Ulusal Birlik Partisi (UBP) Genel Sekreteri Oğuzhan Hasipoğlu, Cenevre’de, Kıbrıs müzakerelerine ilişkin önemli açıklamalarda bulundu. Hasipoğlu, Kıbrıs Rum tarafının federasyon çatısı altında iki toplumlu, iki bölgeli bir çözümü savunduğunu belirterek, bu sürecin hamisinin Birleşmiş Milletler (BM) olduğuna dikkat çekti.
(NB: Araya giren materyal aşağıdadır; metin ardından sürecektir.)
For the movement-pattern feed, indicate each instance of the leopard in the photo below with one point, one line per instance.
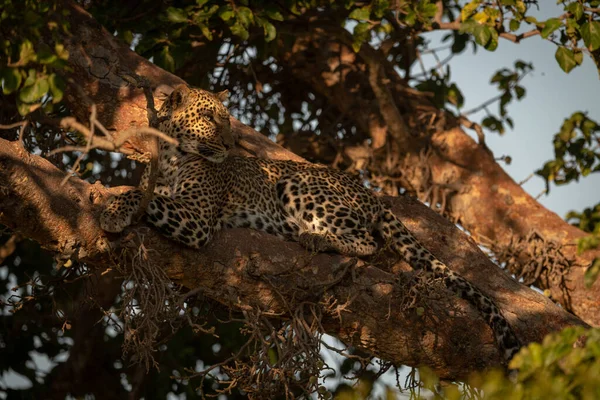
(201, 188)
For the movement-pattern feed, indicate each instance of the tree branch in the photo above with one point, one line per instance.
(496, 211)
(241, 268)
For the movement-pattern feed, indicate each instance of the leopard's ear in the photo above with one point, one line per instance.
(222, 96)
(178, 95)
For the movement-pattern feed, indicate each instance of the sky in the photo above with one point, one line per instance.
(552, 96)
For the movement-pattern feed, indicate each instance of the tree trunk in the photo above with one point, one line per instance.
(362, 303)
(462, 175)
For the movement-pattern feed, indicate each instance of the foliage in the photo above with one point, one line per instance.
(566, 365)
(29, 67)
(243, 46)
(575, 149)
(577, 154)
(588, 221)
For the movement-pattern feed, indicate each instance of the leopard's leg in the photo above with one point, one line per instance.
(120, 210)
(175, 220)
(358, 243)
(325, 222)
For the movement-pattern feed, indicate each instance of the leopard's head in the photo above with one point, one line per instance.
(199, 121)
BM’nin Rolü ve Sorumluluğu
Hasipoğlu, BM’nin 40 yıldır ortak zemin arayışı içerisinde olduğunu ve referandum aşamasına kadar getirdiğini hatırlattı. Crans-Montana sürecine de BM’nin öncülük ettiğini vurgulayan Hasipoğlu, BM Genel Sekreteri Antonio Guterres’in bu süreci çok iyi bildiğini ve tecrübeli BM diplomatlarının ortak zemin bulunmadığı yönündeki raporlarını dikkate alması gerektiğini ifade etti.
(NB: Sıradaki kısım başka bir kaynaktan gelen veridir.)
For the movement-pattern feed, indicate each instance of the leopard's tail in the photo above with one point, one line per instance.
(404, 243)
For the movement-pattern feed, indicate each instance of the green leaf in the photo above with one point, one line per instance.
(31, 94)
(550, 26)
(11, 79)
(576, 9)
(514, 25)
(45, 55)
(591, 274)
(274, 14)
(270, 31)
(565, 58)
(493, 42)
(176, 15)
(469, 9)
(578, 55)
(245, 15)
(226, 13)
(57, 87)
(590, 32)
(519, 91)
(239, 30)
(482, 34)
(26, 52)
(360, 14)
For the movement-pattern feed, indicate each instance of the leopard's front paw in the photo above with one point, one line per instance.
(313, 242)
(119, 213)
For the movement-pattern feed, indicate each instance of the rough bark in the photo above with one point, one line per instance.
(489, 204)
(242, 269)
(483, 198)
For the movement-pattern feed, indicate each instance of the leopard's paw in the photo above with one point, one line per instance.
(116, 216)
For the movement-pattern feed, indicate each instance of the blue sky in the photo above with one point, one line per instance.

“Aynı Konuları Tartışarak Farklı Sonuç Elde Edilemez”
Hasipoğlu, bugüne kadar ekonomi, Avrupa Birliği, yönetim, güç paylaşımı, güvenlik, garantiler, toprak ve mülkiyet gibi altı başlıkta her şeyin tartışıldığını belirtti. Tartışılmayan bir konunun kalmadığını vurgulayan Hasipoğlu, “Aynı şeyleri tartışarak farklı bir sonuca ulaşmamız mümkün değil,” dedi.
Orta Yol: İşbirliği
Hasipoğlu’na göre, çözüm için sihirli kelime işbirliği. BM’nin, Kıbrıs Rum tarafını işbirliğine teşvik etmesi gerektiğini savunan Hasipoğlu, Kıbrıs Türk tarafının işbirliğine hazır olduğunu belirtti. Rum tarafının, Kıbrıs Türk tarafının statüsünü yükseltme korkusunu aşması gerektiğine dikkat çekti.
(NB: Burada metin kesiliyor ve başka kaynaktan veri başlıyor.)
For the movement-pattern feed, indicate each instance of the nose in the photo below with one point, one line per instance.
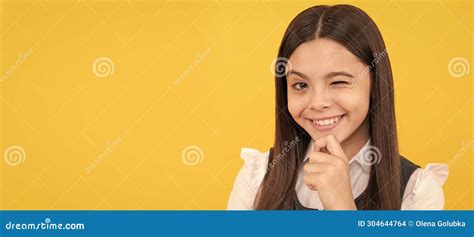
(320, 100)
Kıbrıs Türk Tarafının Eşit Statüsü Şart
Kıbrıs Türklerinin, Kıbrıs Rumları kadar egemen bir halk olduğunu vurgulayan Hasipoğlu, BM’nin bu gerçeği kabul etmesi gerektiğini ifade etti. Statüler arasındaki farklılığın devam etmesi durumunda, bir sonuca ulaşılamayacağını belirtti.
Güven Yaratıcı Adımlar Şart
Hasipoğlu, doğrudan ticaret, doğrudan uçuşlar ve doğrudan temas gibi Kıbrıs Türk tarafının açılım beklentilerinin bu zirvede gündeme gelmesi gerektiğini belirtti. Rum tarafının bu adımlardan zarar görmeyeceğini ifade eden Hasipoğlu, güvenin ancak somut adımlarla artırılabileceğini dile getirdi.
Hasipoğlu, “Güven yaratılmadan çözüm mümkün değildir. Önce güveni sağlamak, ardından güven artırıcı önlemleri devreye sokmak gerekiyor,” dedi.